By Dan Kilgallon, Contributor

The Telling Room is a non-profit organization located in Portland, Maine, that puts together learning programs for young writers ages 6-18. As told in their mission statement, “…we seek to build confidence, strengthen literacy skills, and provide real audiences for our students. We believe that the power of creative expression can change our communities and prepare our youth for future success.”

Students from all over the state are able to participate in activities, including field trips to The Telling Room’s writing workshop on Commercial Street, after-school programs, in-school residencies, and more. Additionally, this organization is able to offer programming during school vacation through several city-based summer camps.

Local artists, writers, and teachers have helped make writing fun for kids of all ages, bringing out the creativity of each student, even if they don’t think it is there. Julie Esch, an English instructor at Wells Middle School, has collaborated with The Telling Room through classroom poetry workshops over the last four years. “Many of our young writers continue writing into high school and send me their pieces,” said Esch, “I am convinced that their experience with The Telling Room helps to foster a love of poetry and writing that transcends the classroom walls. The kids see themselves as writers, and want to continue writing which is a wonderful thing to see.”

In that sense, The Telling Room educates writers, but also gives many students the opportunity to discover a sense of personal identity. According to Program Director Nick Whiston, “I think if there’s one piece that is going to be beneficial to kids for the rest of their lives, is that idea of getting in touch with and getting comfortable with who they are; feeling enough of a sense of self to use that and engage with other people.”

Another way The Telling Room bolsters the individuality and voice of young students is through the sharing portion of the writing process. Whiston adds, “That feeling of being listened to and sharing something you’re proud of is a huge confidence boost and is something that all of us wants as human beings.”

One example of The Telling Room’s active role in the sharing process is their collection of published student work. Since its founding in 2004, the organization has published the work of more than three thousand young writers in over 140 books. These publications range from collaborative chapbook projects to anthologies of work collected from many students over the course of a year.

In addition to publishing, the organization puts on many events in the community, bringing people together from a variety of cultural backgrounds. Last month, The Telling Room hosted a pair of evening readings at the Portland Museum of Art Bernard Osher Auditorium called “Mark My Words”. These events consisted of live reading sessions of stories from a total of 31 international, multilingual high school students involved in the Young Writers and Leaders program.

Maine high schoolers selected for this program were able to work one-on-one with a mentor over the course of several months to develop their own story for presentation.
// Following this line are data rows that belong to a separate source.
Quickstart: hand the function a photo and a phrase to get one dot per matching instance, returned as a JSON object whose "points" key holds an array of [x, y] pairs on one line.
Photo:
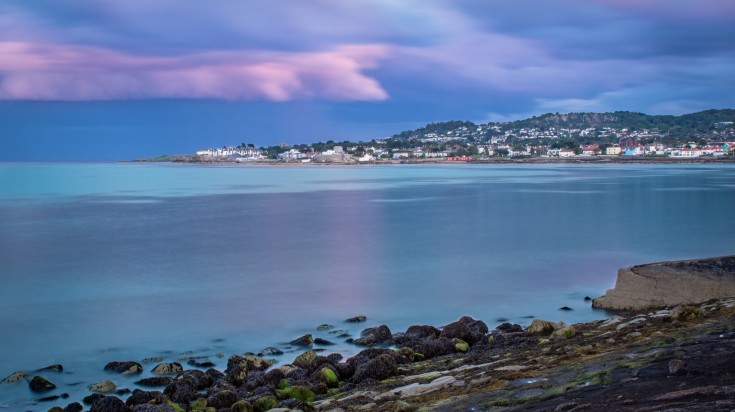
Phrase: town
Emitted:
{"points": [[572, 136]]}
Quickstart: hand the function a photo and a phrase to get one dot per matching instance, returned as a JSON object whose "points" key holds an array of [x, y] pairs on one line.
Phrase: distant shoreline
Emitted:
{"points": [[504, 161]]}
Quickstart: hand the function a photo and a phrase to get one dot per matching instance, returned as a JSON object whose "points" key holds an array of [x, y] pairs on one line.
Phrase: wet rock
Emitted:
{"points": [[685, 313], [677, 367], [154, 408], [509, 327], [139, 397], [324, 342], [125, 368], [167, 369], [74, 407], [306, 340], [379, 368], [102, 387], [156, 381], [328, 376], [378, 335], [52, 368], [40, 384], [109, 404], [222, 399], [431, 348], [305, 359], [93, 398], [16, 377], [466, 328], [197, 364], [541, 327], [271, 351], [242, 406]]}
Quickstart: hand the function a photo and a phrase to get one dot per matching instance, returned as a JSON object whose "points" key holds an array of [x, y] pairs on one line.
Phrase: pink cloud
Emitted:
{"points": [[36, 71]]}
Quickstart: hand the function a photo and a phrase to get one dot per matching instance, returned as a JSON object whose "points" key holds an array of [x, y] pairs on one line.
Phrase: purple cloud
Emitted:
{"points": [[71, 72]]}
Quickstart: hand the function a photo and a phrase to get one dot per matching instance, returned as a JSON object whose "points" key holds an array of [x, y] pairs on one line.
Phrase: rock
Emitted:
{"points": [[685, 313], [52, 368], [541, 327], [677, 367], [93, 398], [197, 364], [222, 400], [74, 407], [305, 340], [102, 387], [509, 327], [154, 408], [125, 368], [109, 404], [271, 351], [564, 332], [670, 283], [320, 341], [378, 335], [305, 359], [328, 376], [40, 384], [16, 377], [265, 403], [242, 406], [167, 368], [139, 397], [382, 367], [156, 381], [460, 345], [466, 328]]}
Many of these students chose to share personal anecdotes describing their journey of transitioning to life in America. The effectiveness of individual growth in this annual program became quite evident in these powerful presentations. In 2015, Young Writers and Leaders received a National Arts and Humanities Youth Program Award from First Lady Michelle Obama.

Earlier this month, The Telling Room hosted another event called “Show and Tell” at The State Theater in Portland. This featured performances from several different award-winning poets, storytellers and musicians. Amongst the presentations was the reading of a personal narrative from Gracia Bareti, a junior at Westbrook High School who has been involved with the Young Writers and Leaders program as well as The Telling Room’s Ambassadors Program. Overall, the “Show and Tell” event encapsulated the power of creative expression that The Telling Room is founded upon.
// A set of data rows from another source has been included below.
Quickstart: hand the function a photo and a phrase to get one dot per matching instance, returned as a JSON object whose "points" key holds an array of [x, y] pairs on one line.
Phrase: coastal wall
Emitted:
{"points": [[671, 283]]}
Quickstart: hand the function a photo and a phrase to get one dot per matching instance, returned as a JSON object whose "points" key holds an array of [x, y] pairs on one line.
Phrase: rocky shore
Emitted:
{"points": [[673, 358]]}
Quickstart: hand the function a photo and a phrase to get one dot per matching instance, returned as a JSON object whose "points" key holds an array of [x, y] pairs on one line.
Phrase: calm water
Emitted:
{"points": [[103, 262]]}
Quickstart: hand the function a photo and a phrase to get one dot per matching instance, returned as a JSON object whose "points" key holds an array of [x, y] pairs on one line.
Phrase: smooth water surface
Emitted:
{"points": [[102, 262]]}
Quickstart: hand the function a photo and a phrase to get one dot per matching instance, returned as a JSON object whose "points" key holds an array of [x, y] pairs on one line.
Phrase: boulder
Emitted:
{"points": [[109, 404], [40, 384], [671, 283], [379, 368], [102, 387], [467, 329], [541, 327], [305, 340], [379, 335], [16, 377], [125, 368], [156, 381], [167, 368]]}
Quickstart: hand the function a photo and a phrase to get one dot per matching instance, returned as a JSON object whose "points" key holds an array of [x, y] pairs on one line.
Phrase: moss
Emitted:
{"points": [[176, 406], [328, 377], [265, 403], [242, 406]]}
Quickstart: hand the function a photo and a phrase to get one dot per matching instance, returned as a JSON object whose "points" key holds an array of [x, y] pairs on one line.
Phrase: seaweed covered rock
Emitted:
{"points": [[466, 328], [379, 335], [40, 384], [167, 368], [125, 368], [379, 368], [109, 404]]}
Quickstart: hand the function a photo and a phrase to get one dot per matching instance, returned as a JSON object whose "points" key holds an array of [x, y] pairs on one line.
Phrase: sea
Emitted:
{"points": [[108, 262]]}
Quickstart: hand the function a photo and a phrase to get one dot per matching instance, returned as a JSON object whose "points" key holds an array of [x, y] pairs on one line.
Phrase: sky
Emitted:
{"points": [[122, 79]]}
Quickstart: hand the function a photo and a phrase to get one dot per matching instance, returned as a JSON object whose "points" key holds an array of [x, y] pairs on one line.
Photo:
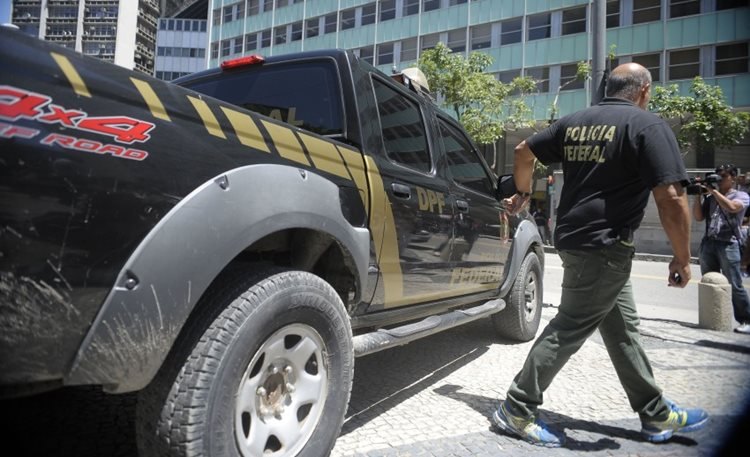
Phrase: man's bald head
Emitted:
{"points": [[629, 81]]}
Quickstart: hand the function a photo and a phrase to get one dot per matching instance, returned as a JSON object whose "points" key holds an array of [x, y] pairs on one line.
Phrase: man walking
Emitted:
{"points": [[612, 155], [723, 208]]}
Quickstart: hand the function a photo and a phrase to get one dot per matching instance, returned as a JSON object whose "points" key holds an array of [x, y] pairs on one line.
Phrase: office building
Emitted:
{"points": [[122, 32], [181, 41]]}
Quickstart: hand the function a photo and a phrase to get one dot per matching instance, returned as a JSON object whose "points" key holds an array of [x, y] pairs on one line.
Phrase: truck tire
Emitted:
{"points": [[271, 375], [519, 321]]}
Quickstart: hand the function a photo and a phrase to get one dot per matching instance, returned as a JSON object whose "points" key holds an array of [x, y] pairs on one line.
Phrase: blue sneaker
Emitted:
{"points": [[532, 430], [679, 420]]}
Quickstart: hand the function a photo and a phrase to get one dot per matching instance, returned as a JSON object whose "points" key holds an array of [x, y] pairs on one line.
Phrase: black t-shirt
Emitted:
{"points": [[612, 155]]}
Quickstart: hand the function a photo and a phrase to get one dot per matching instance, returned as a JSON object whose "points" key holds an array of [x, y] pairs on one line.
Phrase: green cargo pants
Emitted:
{"points": [[596, 293]]}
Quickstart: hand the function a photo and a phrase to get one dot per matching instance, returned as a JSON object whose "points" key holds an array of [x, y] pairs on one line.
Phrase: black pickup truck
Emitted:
{"points": [[226, 245]]}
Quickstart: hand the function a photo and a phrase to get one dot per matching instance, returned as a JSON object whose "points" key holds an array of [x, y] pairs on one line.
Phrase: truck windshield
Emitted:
{"points": [[304, 94]]}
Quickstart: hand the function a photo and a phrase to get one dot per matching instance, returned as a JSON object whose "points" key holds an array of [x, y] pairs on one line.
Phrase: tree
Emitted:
{"points": [[704, 120], [485, 107]]}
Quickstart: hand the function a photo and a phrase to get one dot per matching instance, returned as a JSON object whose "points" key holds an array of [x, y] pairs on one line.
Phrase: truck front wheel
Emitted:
{"points": [[519, 320], [270, 376]]}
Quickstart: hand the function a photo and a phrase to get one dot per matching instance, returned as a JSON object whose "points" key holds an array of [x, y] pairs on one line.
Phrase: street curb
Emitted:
{"points": [[638, 256]]}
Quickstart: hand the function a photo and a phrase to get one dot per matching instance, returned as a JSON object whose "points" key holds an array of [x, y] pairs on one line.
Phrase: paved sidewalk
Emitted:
{"points": [[434, 397]]}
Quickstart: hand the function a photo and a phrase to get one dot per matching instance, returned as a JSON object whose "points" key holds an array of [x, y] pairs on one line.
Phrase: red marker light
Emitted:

With the academic school year coming to a close, The Telling Room looks to continue producing high quality programming for all of their writers. Whiston said, “We are always thinking about how to make our curriculum as strong as possible, how to train our teaching artists as well as possible, and how to cultivate relationships with classroom teachers to provide the most benefit for the students.”

A final celebration of The Telling Room’s 2018-2019 programming will be held at the Westbrook Performing Arts Center on May 23rd from 5:30-7:00pm. “Big Night” is free to attend and the event will feature a variety of student writing, including work from a new anthology publication.